Opinion | Hope on the menu when Beijing's man goes to lunch at Legco
Alice Wu says the lunch between lawmakers and Beijing's top man in Hong Kong offers a realopportunity for political change

The most important political lunch since the handover is going to happen tomorrow, when a groundbreaking gathering of lawmakers from across the political spectrum will sit down, for the first time, with the director of the central government's liaison office, Zhang Xiaoming. My guess is that nothing cataclysmic will happen. It's just a lunch, or a "social occasion", as Legislative Council president Jasper Tsang Yok-sing put it.
But it is symbolically significant. Whether one sees it as a threat of more mainland interference in the city's affairs or a long overdue step to get any sort of meaningful conversation going, the lunch is lighting up our political landscape.
The fact that the lunch will be served on local lawmakers' turf is significant. As hosts, lawmakers, especially the more experienced ones, will get the chance to show they can be a classy bunch. The last time an attempt was made for legislators to communicate directly with top mainland officials was in 2005, in Guangdong. The matchmaker was then chief executive Donald Tsang Yam-kuen and the lawmakers were guests. Legco opening its dining hall to host Zhang is, in itself, a milestone.

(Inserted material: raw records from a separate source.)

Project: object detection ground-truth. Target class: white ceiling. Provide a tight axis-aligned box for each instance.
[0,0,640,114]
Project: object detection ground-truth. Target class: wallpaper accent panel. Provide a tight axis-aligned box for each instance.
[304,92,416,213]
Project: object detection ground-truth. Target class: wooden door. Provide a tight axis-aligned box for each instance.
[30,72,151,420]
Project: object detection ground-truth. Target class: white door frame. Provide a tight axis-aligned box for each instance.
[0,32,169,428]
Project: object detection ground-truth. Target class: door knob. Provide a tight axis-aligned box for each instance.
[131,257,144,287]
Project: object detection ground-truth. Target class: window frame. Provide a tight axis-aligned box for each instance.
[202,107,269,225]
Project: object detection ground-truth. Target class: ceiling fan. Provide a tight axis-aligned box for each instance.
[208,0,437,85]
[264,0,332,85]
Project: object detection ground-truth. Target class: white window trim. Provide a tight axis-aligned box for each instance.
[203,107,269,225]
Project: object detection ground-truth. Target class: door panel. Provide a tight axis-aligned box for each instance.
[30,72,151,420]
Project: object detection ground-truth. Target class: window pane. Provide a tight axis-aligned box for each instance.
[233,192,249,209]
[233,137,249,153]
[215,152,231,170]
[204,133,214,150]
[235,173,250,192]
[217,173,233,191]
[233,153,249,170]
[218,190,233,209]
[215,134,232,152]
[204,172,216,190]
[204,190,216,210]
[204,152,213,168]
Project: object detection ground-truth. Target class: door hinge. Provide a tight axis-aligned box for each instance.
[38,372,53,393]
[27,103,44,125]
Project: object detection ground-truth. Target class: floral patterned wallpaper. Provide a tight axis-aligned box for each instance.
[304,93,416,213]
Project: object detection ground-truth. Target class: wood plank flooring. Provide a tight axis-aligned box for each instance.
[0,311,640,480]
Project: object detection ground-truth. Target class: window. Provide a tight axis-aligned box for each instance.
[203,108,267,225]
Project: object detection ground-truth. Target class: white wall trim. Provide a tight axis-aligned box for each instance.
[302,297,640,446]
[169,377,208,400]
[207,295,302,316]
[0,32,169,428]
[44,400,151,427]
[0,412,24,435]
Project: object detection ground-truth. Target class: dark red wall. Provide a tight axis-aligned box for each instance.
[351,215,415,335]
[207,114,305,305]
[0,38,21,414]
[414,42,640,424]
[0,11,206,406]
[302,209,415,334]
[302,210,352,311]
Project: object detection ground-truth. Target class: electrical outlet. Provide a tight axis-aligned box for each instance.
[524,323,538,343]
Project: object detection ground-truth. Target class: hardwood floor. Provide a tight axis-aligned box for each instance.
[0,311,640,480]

Zhang, for his part, can show whether he can be a gracious guest. His self-proclaimed readiness for the occasion will undoubtedly be put to the test with some of the "treats" his hosts have in store. And if he emerges as an open, easy-going, gracious and thoughtful guest, it will offer the public an alternative view from the tight-handedness and rigid caricatures of mainland officials, particularly in debate about constitutional reform. If Zhang succeeds, he will not only be breaking the ice with politicians, but with ordinary folk.
At a time of especially strained relations, the timing of this lunch is momentous. Zhang can put to use all the years of experience he has in dealing with Hong Kong affairs. Getting the ball rolling for new electoral arrangements need not be a job only for the government.
The lunch must serve as a first step in starting a conversation that extends to Beijing a place at our table. Offering that "place" - stipulated by our Basic Law and the political reality that Beijing must give its stamp of approval - is perhaps our best defence against threats and fears of meddling. The old forms of communication - a communiqué via isolation, or speaking through intermediate channels, whether the media or "agents" - makes little sense when it can be done across dining tables. It serves everyone's interests to make sure this lunch is more than a "PR programme", as one legislator called it.